The U.S. Department of War has signed a production contract with Lockheed Martin covering the supply of MGM-140 ATACMS short-range ballistic missiles, in a deal that adds another layer of firepower to Taiwan's expanding arsenal. Signed in July and valued at $439.4 million, the contract was fully funded at the moment of signature, a detail that typically signals Washington's intent to move the program forward without the budgetary delays that can slow other arms packages.

Deliveries of the missiles, along with the associated equipment needed to operate them, are expected to run through the end of February 2031. The Department of War’s announcement confirms that the entire order is bound for Taiwan, with the sale structured through the federal Foreign Military Sales program that Washington uses to route defense equipment to allied governments.

What the contract does not reveal is arguably as telling as what it does. Neither the Department of War nor the State Department has disclosed how many missiles Taiwan is actually receiving, a level of opacity that, while unusual to outside observers, is consistent with how the two agencies have handled the broader scope of Taiwan’s arms purchases.

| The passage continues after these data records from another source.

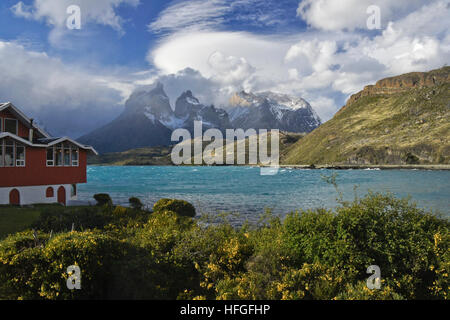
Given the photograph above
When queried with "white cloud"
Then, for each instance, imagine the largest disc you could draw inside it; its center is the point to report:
(54, 14)
(352, 14)
(213, 14)
(66, 96)
(193, 14)
(319, 65)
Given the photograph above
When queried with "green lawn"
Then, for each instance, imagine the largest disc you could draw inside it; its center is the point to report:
(14, 219)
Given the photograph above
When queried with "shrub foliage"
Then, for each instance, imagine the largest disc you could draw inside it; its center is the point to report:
(127, 253)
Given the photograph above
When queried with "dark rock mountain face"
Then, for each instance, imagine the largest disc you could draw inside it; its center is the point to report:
(148, 119)
(135, 127)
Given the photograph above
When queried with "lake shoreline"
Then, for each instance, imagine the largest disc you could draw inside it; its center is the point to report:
(445, 167)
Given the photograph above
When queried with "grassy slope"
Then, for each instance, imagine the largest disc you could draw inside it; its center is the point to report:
(14, 219)
(382, 129)
(142, 156)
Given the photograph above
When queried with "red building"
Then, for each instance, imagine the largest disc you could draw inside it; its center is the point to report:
(34, 167)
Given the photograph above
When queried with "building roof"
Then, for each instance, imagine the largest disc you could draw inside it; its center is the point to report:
(25, 120)
(46, 141)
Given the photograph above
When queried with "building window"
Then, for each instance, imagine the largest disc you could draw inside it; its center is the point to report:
(9, 153)
(75, 157)
(20, 155)
(11, 126)
(49, 193)
(59, 154)
(1, 152)
(50, 157)
(67, 155)
(73, 190)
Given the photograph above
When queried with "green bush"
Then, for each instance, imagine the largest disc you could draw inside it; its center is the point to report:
(180, 207)
(60, 219)
(314, 254)
(103, 199)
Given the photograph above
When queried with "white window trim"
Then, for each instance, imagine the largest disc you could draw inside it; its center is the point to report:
(24, 154)
(54, 157)
(14, 154)
(76, 150)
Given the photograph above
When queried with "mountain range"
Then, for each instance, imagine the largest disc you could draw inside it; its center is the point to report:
(148, 118)
(400, 120)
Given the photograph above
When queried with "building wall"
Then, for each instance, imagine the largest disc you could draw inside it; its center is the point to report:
(35, 194)
(36, 172)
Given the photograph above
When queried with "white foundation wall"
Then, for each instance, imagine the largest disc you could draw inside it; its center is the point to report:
(36, 194)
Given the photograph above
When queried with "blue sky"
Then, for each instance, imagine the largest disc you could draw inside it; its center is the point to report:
(322, 50)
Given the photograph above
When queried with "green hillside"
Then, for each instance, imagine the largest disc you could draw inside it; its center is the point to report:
(134, 157)
(400, 120)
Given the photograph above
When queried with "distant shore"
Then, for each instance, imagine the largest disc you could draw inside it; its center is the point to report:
(318, 166)
(372, 167)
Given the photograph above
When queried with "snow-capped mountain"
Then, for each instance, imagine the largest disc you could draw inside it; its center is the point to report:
(188, 108)
(148, 119)
(269, 110)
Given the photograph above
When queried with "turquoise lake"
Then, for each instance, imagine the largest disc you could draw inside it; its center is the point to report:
(243, 190)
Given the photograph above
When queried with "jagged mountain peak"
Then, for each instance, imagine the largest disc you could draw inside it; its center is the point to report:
(272, 110)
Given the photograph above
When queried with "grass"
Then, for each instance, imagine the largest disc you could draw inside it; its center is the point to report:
(15, 219)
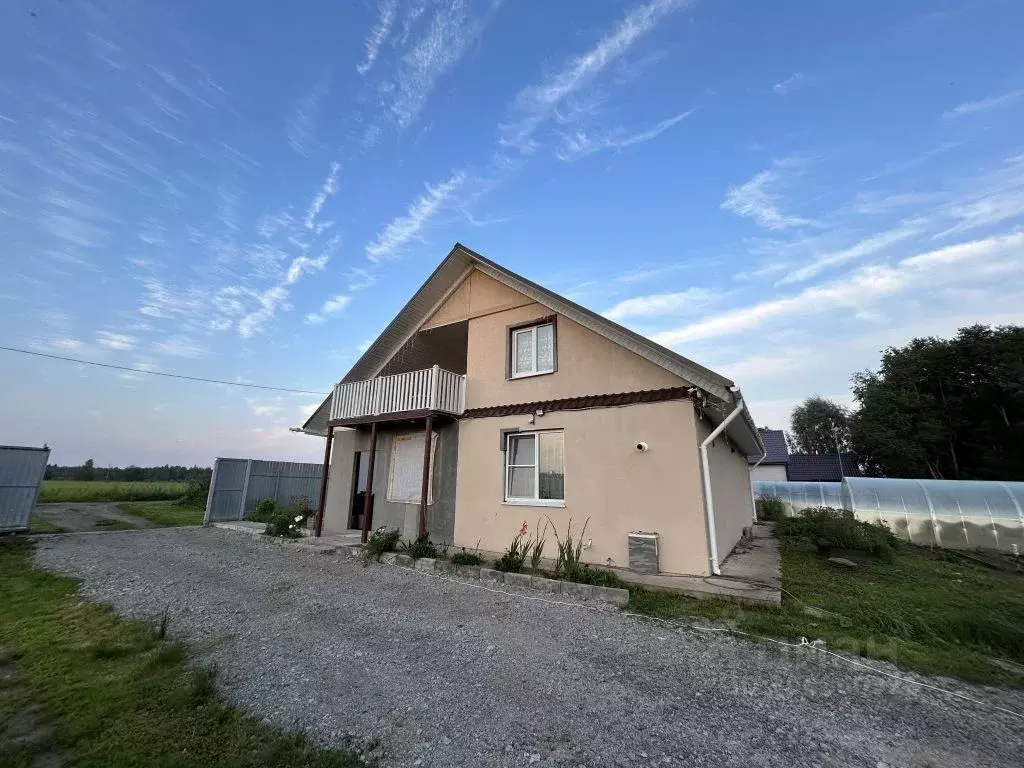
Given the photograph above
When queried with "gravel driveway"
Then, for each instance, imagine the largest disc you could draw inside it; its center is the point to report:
(444, 674)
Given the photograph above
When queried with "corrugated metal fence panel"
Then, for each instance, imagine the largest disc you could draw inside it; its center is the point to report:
(283, 481)
(238, 484)
(22, 471)
(228, 484)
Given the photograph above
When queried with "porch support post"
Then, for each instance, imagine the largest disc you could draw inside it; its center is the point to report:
(368, 502)
(425, 487)
(327, 471)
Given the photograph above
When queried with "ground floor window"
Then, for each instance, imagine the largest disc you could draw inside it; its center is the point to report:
(535, 468)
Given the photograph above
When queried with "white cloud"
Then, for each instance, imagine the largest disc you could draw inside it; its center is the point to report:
(795, 82)
(984, 104)
(535, 104)
(330, 187)
(180, 346)
(385, 18)
(330, 307)
(580, 144)
(760, 200)
(115, 341)
(866, 247)
(404, 228)
(658, 304)
(862, 287)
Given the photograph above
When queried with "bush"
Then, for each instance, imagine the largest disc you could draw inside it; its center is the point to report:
(595, 577)
(420, 548)
(836, 528)
(770, 509)
(516, 554)
(381, 541)
(286, 523)
(466, 558)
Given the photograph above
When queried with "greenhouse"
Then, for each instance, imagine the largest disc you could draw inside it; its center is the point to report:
(958, 514)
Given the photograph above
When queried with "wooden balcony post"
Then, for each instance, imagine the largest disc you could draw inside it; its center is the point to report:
(425, 488)
(318, 527)
(369, 501)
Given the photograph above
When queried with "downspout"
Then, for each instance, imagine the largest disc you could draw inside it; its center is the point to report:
(706, 475)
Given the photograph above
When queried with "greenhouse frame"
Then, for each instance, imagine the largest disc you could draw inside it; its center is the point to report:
(956, 514)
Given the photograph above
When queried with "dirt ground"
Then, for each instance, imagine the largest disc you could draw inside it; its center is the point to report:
(79, 516)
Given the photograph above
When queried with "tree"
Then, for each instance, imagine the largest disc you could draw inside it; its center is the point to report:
(817, 425)
(945, 408)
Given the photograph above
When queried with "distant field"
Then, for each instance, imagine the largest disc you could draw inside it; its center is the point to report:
(104, 491)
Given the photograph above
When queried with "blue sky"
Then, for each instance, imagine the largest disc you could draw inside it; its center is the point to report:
(778, 190)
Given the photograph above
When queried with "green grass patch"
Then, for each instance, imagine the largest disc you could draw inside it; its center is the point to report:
(165, 515)
(38, 525)
(933, 612)
(114, 693)
(107, 491)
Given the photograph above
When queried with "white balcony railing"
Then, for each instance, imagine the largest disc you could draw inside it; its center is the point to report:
(431, 389)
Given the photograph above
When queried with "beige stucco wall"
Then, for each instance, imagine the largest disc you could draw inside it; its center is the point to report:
(606, 480)
(772, 473)
(730, 484)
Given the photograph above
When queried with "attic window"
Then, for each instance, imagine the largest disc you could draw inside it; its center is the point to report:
(531, 349)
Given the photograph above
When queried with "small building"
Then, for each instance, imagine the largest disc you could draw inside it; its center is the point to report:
(772, 467)
(489, 401)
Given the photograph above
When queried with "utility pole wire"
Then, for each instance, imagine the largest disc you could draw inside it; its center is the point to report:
(159, 373)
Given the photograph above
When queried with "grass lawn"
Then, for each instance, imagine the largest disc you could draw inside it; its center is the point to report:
(165, 515)
(38, 525)
(102, 691)
(107, 491)
(933, 612)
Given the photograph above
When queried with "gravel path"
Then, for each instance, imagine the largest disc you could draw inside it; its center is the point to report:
(442, 674)
(79, 516)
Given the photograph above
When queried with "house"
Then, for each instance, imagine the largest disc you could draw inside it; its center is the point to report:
(489, 400)
(821, 467)
(771, 466)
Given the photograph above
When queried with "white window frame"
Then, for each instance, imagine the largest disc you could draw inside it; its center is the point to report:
(535, 501)
(514, 359)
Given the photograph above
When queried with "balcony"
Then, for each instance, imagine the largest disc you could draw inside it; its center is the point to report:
(432, 390)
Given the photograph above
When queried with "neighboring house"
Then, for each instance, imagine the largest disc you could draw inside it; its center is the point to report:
(772, 466)
(536, 409)
(822, 467)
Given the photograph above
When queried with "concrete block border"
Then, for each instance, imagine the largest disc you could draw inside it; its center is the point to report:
(617, 597)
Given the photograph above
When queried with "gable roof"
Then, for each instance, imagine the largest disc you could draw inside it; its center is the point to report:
(458, 264)
(776, 452)
(821, 467)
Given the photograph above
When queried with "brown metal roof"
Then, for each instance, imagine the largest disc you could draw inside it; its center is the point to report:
(580, 403)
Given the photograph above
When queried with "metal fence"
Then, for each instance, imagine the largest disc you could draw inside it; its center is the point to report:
(22, 471)
(238, 484)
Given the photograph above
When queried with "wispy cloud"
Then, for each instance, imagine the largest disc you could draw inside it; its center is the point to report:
(446, 35)
(535, 104)
(760, 199)
(795, 82)
(180, 346)
(861, 288)
(984, 104)
(408, 227)
(302, 125)
(580, 144)
(659, 304)
(867, 247)
(115, 341)
(386, 13)
(330, 307)
(330, 187)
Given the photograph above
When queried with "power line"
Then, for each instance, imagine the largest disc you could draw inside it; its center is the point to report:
(158, 373)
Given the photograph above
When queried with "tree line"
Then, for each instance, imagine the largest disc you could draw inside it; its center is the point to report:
(942, 409)
(166, 473)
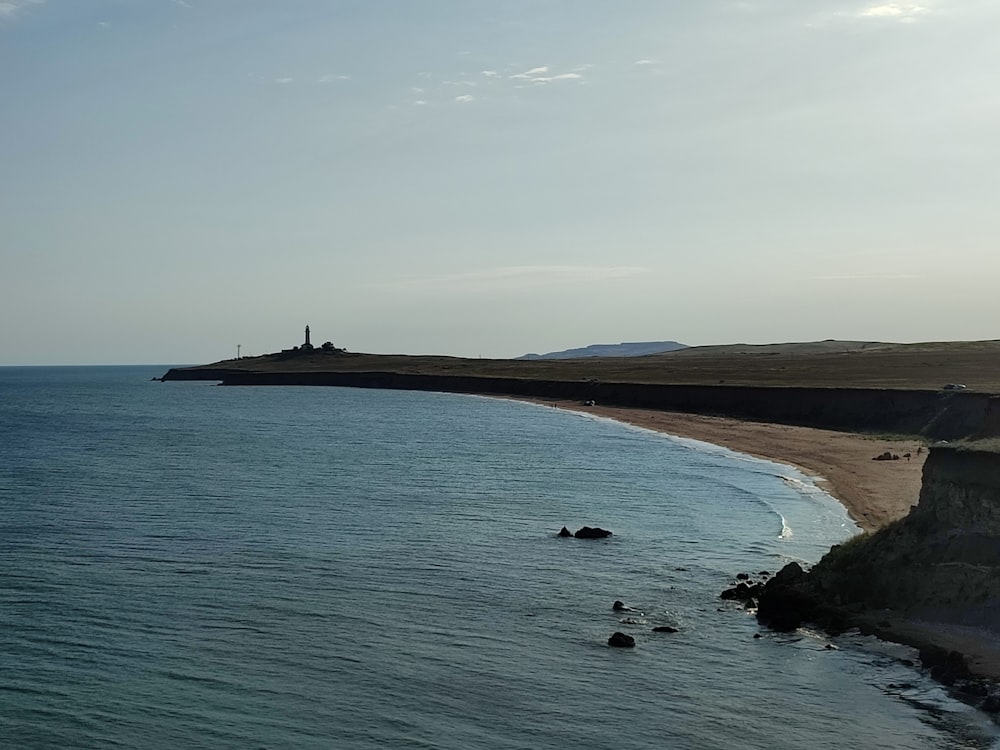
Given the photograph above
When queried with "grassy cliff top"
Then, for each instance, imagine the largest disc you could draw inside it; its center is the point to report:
(825, 364)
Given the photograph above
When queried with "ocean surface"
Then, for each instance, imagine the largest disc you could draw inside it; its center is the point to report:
(189, 566)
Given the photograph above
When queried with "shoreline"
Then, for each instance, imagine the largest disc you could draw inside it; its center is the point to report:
(875, 493)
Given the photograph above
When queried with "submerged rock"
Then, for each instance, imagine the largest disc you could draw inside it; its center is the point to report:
(592, 533)
(620, 640)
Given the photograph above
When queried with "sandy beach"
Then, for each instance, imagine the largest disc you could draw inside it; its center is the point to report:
(874, 492)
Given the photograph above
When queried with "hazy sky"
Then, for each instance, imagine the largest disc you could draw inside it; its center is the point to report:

The missiles are intended to arm the M142 HIMARS launcher systems that Lockheed Martin has been delivering to Taiwan since October 2024, giving the island’s forces a long-range strike capability to pair with the mobility the HIMARS platform is known for. Taken together, the launchers and the munitions that fill them represent one of the more consequential additions to Taiwan’s defenses in recent years.

Officials in Taipei have framed the acquisition as part of a broader, sustained effort to modernize the island’s defense posture, a process that has accelerated even as the practical and political stakes attached to it have grown. That modernization drive continues to unfold against a backdrop of repeated statements from Beijing, which maintains that Taiwan is a breakaway province and has signaled its intent to eventually bring the island under the control of the People’s Republic of China.